Le 4 juin, le sauveur arrive à Alger. Ce n'est pas Zorro, mais il masque bien ses intentions, si toutefois il en possédait de claires à l'époque. A la foule des Algérois il dit " je vous ai compris ". C'est bref, ça sonne bien, c'est agréable à entendre et ça n'engage à rien. Puis il enchaîne " je déclare qu'à partir d'aujourd'hui la France considère que dans toute l'Algérie il n'y a qu'une seule catégorie d'habitants, il n'y a que des Français à part entière ". En 1919 cette assertion aurait pu avoir des suites heureuses malgré l'oubli de l'existence de deux catégories d'habitants. En 1958 elle est à la fois fausse (s'il n'y avait eu qu'une seule catégorie, il n'y aurait pas eu de problème non plus) et dangereuse pour les 10% d'européens. Que ferait-on des Européens si un jour la majorité des " Français à part entière " décidait démocratiquement de n'être plus française du tout ? L'hypothèse est, en 1958, dans la logique du collège unique et, vu les circonstances, probable. Personne à l'époque n'a osé poser la question iconoclaste ; et tout le monde a applaudi.

Parmi les auditeurs il y avait sûrement des représentants des CSP des villages ; peut-être même de celui d'El Achour.

Le CSP du 13 mai, sous la présidence du Général Massu et la vice-présidence du Docteur musulman Sid Cara, avait pris le nom de CSP d'Algérie Sahara. Par la suite, et surtout après l'investiture de de Gaulle comme chef du Gouvernement français, il se créa des CSP dans la plupart des villes et villages d'Algérie, habituellement dirigés par un officier et mêlant Européens et musulmans.

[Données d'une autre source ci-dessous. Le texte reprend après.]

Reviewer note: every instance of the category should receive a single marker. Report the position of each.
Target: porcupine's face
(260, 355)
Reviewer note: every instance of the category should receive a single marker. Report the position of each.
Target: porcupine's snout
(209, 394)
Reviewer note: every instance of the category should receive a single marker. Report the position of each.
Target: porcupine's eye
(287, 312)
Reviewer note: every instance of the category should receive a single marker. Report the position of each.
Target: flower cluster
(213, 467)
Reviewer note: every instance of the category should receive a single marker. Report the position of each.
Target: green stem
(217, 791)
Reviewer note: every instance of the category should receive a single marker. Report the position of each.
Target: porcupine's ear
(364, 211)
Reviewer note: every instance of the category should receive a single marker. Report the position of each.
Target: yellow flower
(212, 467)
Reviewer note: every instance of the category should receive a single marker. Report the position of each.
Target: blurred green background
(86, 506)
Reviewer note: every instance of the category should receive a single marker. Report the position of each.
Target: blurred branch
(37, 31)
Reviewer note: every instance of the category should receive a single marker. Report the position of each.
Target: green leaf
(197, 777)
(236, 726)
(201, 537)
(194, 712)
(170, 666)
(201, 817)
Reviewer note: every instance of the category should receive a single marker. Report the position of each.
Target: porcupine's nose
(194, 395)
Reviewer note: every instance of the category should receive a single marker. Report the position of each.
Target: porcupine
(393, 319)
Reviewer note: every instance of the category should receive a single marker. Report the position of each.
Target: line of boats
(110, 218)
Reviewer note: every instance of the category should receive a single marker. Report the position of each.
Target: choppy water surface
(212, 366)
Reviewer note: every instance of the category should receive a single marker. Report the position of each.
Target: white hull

Ce fut peine perdue. Dès qu'il sentit son pouvoir affermi, de Gaulle en octobre, ordonna aux officiers de quitter les CSP. L'émotion fut si grande à Alger que le CSP d'Algérie Sahara envoya à Paris une délégation entièrement musulmane. De Gaulle refusa se la recevoir. Les CSP perdirent toute influence, et disparurent de facto avant la Noël 1958.